If overall productivity growth is low, we're not seeing an increase in unemployed people due to rising productivity. So it's not "yay productivity (though it is generally a good thing)," it's "productivity growth at a level that is noticeably affecting unemployment isn't happening." The whole discussion about the impact of technology of job demand centers around the belief that productivity will suddenly and sharply reverse course (or more likely, around people not being aware that productivity growth has always caused job displacement and that that effect is shrinking).
Longer quote:
"This means each additional robot added in manufacturing replaced about 3.3 workers nationally, on average.
That increased use of robots in the workplace also lowered wages by roughly 0.4 percent during the same time period."
Looks to me like that's referring to manufacturing. The longer piece also notes that the *slowdown* of productivity growth has caused a drop in labor demand.
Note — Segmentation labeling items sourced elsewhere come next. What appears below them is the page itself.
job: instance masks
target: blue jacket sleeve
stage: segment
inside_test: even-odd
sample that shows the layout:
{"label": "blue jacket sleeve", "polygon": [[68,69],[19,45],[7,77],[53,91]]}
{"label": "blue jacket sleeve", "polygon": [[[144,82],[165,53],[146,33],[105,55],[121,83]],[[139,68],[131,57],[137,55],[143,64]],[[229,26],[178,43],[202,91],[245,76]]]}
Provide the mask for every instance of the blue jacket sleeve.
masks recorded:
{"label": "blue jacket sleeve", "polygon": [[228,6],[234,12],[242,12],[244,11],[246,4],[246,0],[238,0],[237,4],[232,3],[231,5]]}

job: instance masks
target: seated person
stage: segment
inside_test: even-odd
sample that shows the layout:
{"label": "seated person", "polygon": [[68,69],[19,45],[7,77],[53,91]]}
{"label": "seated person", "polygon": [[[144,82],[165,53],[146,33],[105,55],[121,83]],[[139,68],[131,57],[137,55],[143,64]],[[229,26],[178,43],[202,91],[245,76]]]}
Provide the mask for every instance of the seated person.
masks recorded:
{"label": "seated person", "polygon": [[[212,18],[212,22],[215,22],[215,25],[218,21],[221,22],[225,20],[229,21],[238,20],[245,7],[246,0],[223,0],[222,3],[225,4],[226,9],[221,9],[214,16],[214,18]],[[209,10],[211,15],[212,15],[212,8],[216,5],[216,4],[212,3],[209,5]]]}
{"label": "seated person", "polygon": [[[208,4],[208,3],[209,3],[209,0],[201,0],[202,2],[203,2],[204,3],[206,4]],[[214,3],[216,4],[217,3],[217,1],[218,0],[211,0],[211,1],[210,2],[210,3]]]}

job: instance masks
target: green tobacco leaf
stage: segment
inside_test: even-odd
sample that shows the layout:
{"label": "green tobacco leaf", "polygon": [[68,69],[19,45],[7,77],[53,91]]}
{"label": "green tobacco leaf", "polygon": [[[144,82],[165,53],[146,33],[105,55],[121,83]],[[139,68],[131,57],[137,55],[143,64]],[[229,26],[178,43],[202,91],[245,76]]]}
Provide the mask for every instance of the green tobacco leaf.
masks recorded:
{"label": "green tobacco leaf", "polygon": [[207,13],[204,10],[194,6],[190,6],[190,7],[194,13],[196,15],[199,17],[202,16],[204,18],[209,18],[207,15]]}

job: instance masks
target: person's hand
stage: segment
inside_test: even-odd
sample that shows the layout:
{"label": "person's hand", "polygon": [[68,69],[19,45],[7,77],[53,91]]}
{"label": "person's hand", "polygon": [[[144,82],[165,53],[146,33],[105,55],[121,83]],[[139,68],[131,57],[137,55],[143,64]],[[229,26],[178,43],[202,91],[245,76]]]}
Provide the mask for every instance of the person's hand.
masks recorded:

We do know that male prime-age LFP has been declining since at least the late '40s. We don't know that that's caused by increasing productivity. It's likely that automation has contributed to it, but there's a lot more going on here, and I don't think that anyone has a good answer. Note that about half of prime-age men not in the labor force are disabled. We've also seen rising incarceration rates during the period. It's a very small part of it, but an increase in house husbands is another factor. Globalization is often blamed here, and while I think that's overblown (just as the technological explanation is), it could be a factor. Another factor is a shift in the composition (that is, we're looking at 25-54-year-olds, but over the period, the distribution within that range has shifted, which could also be a factor in the disability rates). Another one is that we haven't done a great job of recovering fully from recession to recession. Anyway, there's not a lot of room in the numbers for a big effect, as you have a lot of factors that plausibly make a difference and a total effect that isn't that big.